Las versiones coinciden en que durante su internamiento reciben terapia psicológica de parte de trabajadores sociales, pero también los llevan a museos o les muestran otro estilo de vida al que podían aspirar lejos del coyotaje. Lo cierto es que en realidad lo que quieren, dice Óscar, es obtener información sobre el modo en que los cárteles operan la empresa del traslado ilegal de migrantes, a modo de inteligencia criminal. Sin embargo, al retornar a México, los carteles hacen lo mismo con ellos, y obtienen información valiosa para sus operaciones. 

Las situaciones que viven estos menores, indica, son una suma de violencias institucionales y criminales, pues se someten a riesgos —que van desde lesiones físicas o psicológicas, hasta la pérdida de la vida— al trabajar sin permiso, al ser capturados y repatriados, o también cuando han perdido su carga (los migrantes), lo que puede acarrearles consecuencias como la retención del pago o castigos corporales. 

“En alguna ocasión sí dejaron de saber de algunos compañeros, así de la nada. Luego, cuando los chicos dejan de ser rentables para los intereses de los criminales, les dicen adiós, pero tampoco conviene dejarlos vivos, porque saben demasiado”, menciona. 

La tarea del investigador 

¿Por qué se investiga?, ¿qué incidencia tiene en la sociedad esta etnografía sobre la labor del coyotaje y los menores empleados en esta empresa parte del modelo criminal? Para Óscar Misael se trata de captar los matices de los diferentes fenómenos, y que los trabajos resultantes puedan ser insumos en materia de políticas públicas. 

“El problema es que a las y los académicos se nos toma muy poco en cuenta de parte de los tomadores de decisiones. Los insumos están y los presentamos en foros, en noticieros, se hacen documentos de coyuntura para que estén a disposición de las autoridades, pero no nos hacen caso”, dice. 

El contexto en las ciudades fronterizas es cruento. Históricamente hay un entorno de ilegalidad, incluso desde antes de que en Estados Unidos se diera la prohibición del alcohol en los años veinte y de las drogas en los años sesenta. Romper con esos ciclos, es muy complicado, reconoce.  

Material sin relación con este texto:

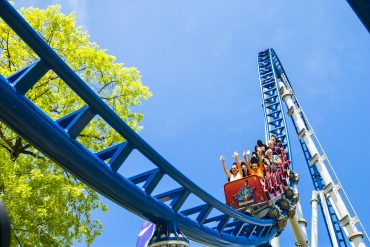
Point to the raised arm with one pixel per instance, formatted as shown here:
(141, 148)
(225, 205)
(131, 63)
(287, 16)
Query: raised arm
(247, 157)
(222, 158)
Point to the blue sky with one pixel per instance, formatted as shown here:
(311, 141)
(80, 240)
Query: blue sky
(199, 58)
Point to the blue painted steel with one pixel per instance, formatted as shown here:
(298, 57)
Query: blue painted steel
(275, 123)
(270, 59)
(57, 140)
(362, 10)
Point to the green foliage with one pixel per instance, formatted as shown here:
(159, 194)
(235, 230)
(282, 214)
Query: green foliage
(48, 206)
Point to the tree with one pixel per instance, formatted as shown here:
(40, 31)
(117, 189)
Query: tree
(48, 206)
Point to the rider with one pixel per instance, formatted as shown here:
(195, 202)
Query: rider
(236, 169)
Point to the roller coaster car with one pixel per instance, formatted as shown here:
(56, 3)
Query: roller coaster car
(248, 196)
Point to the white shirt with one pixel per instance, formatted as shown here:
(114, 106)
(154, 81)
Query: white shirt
(235, 177)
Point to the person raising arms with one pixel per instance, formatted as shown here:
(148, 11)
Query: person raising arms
(236, 170)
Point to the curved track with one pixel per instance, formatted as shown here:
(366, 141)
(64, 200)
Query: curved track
(57, 139)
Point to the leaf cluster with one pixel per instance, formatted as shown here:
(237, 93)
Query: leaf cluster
(47, 205)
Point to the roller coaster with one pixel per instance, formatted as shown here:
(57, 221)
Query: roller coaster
(230, 227)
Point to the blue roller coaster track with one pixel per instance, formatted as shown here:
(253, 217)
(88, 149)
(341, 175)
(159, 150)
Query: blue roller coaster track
(271, 72)
(57, 140)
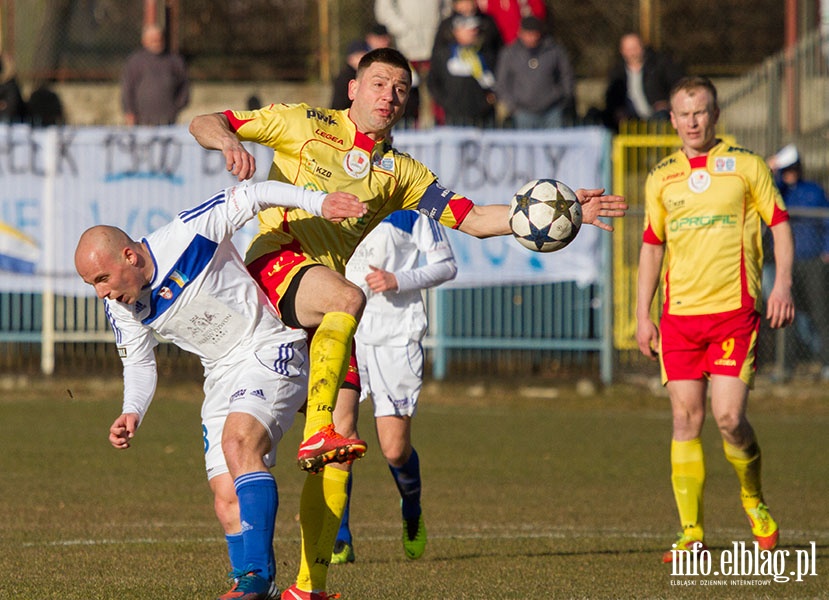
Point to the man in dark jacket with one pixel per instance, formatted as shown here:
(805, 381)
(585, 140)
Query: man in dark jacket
(639, 85)
(12, 107)
(462, 79)
(534, 78)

“A mediados del siglo 19, Manuel Payno (el escritor liberal) estuvo en Matamoros como encargado de una aduana, y decía que lo que le sorprendía eran tres cosas: que las mujeres eran muy guapas, que la comida era muy buena, y que todo mundo contrabandeaba cosas”, añade el académico.  

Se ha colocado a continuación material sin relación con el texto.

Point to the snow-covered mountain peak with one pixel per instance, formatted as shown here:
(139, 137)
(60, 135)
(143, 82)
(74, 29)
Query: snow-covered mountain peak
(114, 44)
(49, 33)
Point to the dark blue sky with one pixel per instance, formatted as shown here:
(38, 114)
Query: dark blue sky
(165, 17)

Al final de cuentas, en el problema de los menores coyotes, si bien hay cuestiones estructurales, en opinión del investigador también hay un tema de agencia individual, de decisiones de vida, pero la mayoría del tiempo los programas que se diseñan desde el gobierno no consideran los distintos niveles. 

Advierte que “hay una diferencia entre lo que necesitan las personas y lo que les interesa a las personas, y el Estado casi siempre piensa en lo que necesitan”. 

Las cifras del coyotaje 

Al finalizar 2019, hubo mil 849 casos de niños, niñas y adolescentes repatriados de EU en la frontera de Tamaulipas; de estos, al menos 30 por ciento fueron identificados como menores de circuito. 

Al terminar 2020, en plena pandemia, en las ciudades fronterizas se registró un total de 940 casos, pero de estos, 63 por ciento se identificó como menores de circuito. 

Entre las entrevistas con chicos “coyotitos” se obtuvieron los siguientes resultados respecto a los riesgos que ven al cruzar: 

86.8 por ciento dijo accidentes. 

4.1 por ciento maltrato de autoridades. 

2.1 por ciento perder la vida 

El resto algún otro tipo de riesgo.  

8 de cada 10 dijeron que volverían a cruzar la frontera.